My name is Gwen Frost, and I go to Mythos Academy — a school of myths, magic and warrior whiz kids, where even the lowliest geek knows how to chop off somebody’s head with a sword and Logan Quinn, the hottest Spartan guy in school, also happens to be the deadliest.
But lately, things have been weird, even for Mythos. First, mean girl Jasmine Ashton was murdered in the Library of Antiquities. Then, someone stole the Bowl of Tears, a magical artifact that can be used to bring about the second Chaos War. You know, death, destruction and lots of other bad, bad things. Freaky stuff like this goes on all the time at Mythos, but I’m determined to find out who killed Jasmine and why—especially since I should have been the one who died. . .
I have been hearing for months and months from a couple bloggers about how great this series is, so I knew I wanted to read it. This first book starts off great, I was hooked from the start! I loved how Gwen went to an Academy for teens who have some sort of magical power.
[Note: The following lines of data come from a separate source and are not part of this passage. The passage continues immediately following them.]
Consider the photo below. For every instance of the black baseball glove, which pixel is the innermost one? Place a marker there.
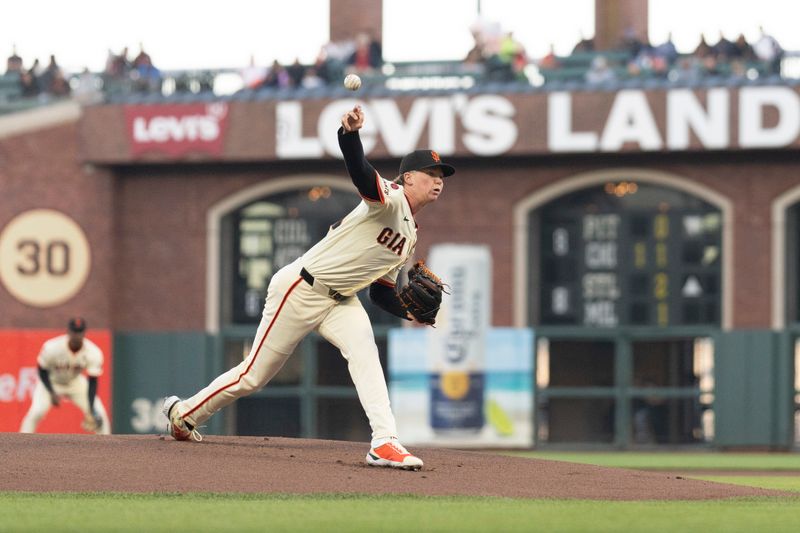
(422, 296)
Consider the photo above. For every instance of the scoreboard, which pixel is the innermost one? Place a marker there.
(625, 253)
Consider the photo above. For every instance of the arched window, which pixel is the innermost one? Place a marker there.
(626, 253)
(271, 232)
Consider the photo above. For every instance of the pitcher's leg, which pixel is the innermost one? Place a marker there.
(40, 405)
(348, 328)
(288, 317)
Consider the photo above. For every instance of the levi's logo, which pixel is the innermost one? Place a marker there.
(177, 129)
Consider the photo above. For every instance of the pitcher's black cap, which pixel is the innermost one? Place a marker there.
(420, 159)
(76, 324)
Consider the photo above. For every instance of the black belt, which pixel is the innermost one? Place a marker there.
(330, 293)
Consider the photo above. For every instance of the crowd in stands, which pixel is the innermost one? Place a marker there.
(361, 55)
(38, 79)
(495, 56)
(635, 57)
(501, 57)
I know this sounds like many books out there, including the ever famous Harry Potter, but this one really does a great job of standing out. Instead of each teen being a witch or just one form of old magic, each teen is different. Some are Spartans, Romans, Amazons, Valkyries and one lone Gypsy.
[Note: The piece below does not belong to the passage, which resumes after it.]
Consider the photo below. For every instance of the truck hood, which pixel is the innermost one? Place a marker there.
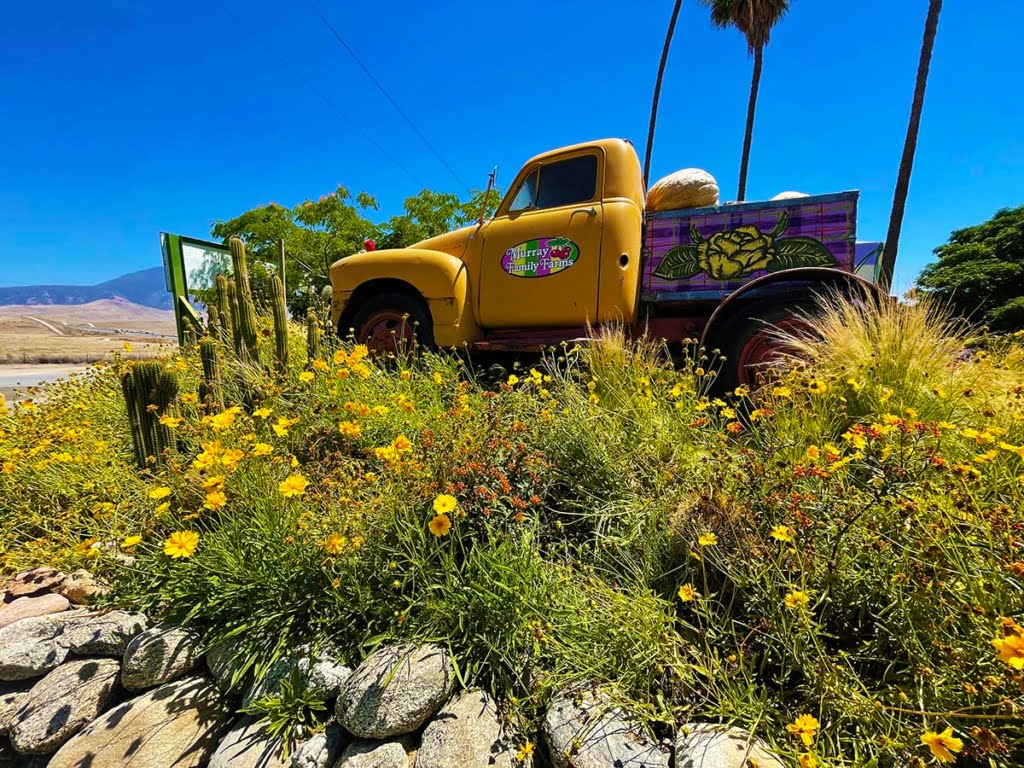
(451, 243)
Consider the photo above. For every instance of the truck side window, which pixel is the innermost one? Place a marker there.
(526, 196)
(567, 181)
Instantly it is clear that Gwen does not fit in with the rest of the people because of her magic being “weaker”. She does not have superhuman strength like the comic book characters she reads about, she does not have magic that comes from her fingertips, and she does not know how to work a weapon like the warriors at school. So when a student dies at school it is up to Gwen to use her unusual gift of touching objects to get impressions and pictures off of them, that make her the best person to investigate the killing. After all her mother was a cop before she died tragically by a drunk driver, something Gwen will not forgive herself for any time soon.
This story perfectly brings together a misfit girl, magic, and mythology of not one culture but multiple cultures. I loved learning about all of the mythology of all the different gods and goddess because it is something that has always been interesting to me. On top of that I really did love Gwen’s character and all of the supporting characters, especially the hard, cold, yet steamy Logan, who just happens to be a Spartan. Along with the mythology and characters there are great references to comic books and to pop culture, which is something you don’t see in a lot of books. So I enjoyed Gwen’s slightly sassy/sarcastic attitude about the world, she reminds me a lot of myself.
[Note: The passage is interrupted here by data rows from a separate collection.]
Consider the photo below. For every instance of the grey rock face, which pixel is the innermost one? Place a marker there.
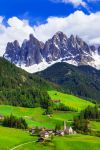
(29, 53)
(13, 52)
(59, 47)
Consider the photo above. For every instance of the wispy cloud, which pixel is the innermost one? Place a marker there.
(86, 26)
(75, 3)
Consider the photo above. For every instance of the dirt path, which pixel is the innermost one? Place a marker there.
(22, 145)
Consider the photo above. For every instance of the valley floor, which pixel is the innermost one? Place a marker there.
(10, 138)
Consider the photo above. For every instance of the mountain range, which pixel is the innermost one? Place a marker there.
(34, 55)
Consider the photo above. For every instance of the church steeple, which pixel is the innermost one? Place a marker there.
(64, 125)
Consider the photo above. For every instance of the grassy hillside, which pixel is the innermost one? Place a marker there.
(35, 117)
(83, 81)
(11, 137)
(77, 142)
(20, 88)
(69, 100)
Overall, I really enjoyed the story, characters, mythology, and sarcastic nature of the majority of the storyline. The only thing I did not enjoy about this book was the fact that the author repeated a couple of facts over and over again throughout the story. Sometimes I would be so engrossed in the story only to find myself pulling back a little and glossing over because I was once again reading about Gwen’s power, how her mother died, or what happened when she touched the hairbrush of her friend at her old school. These three little facts kept coming up over and over and I wish the author trusted the reader enough to know that we could remember these key facts. Other than the repetitive nature of this novel at times I really enjoyed the entire story and can not wait to read the second book, Kiss of Frost. This novel gets 4.5 hearts from me for a great story.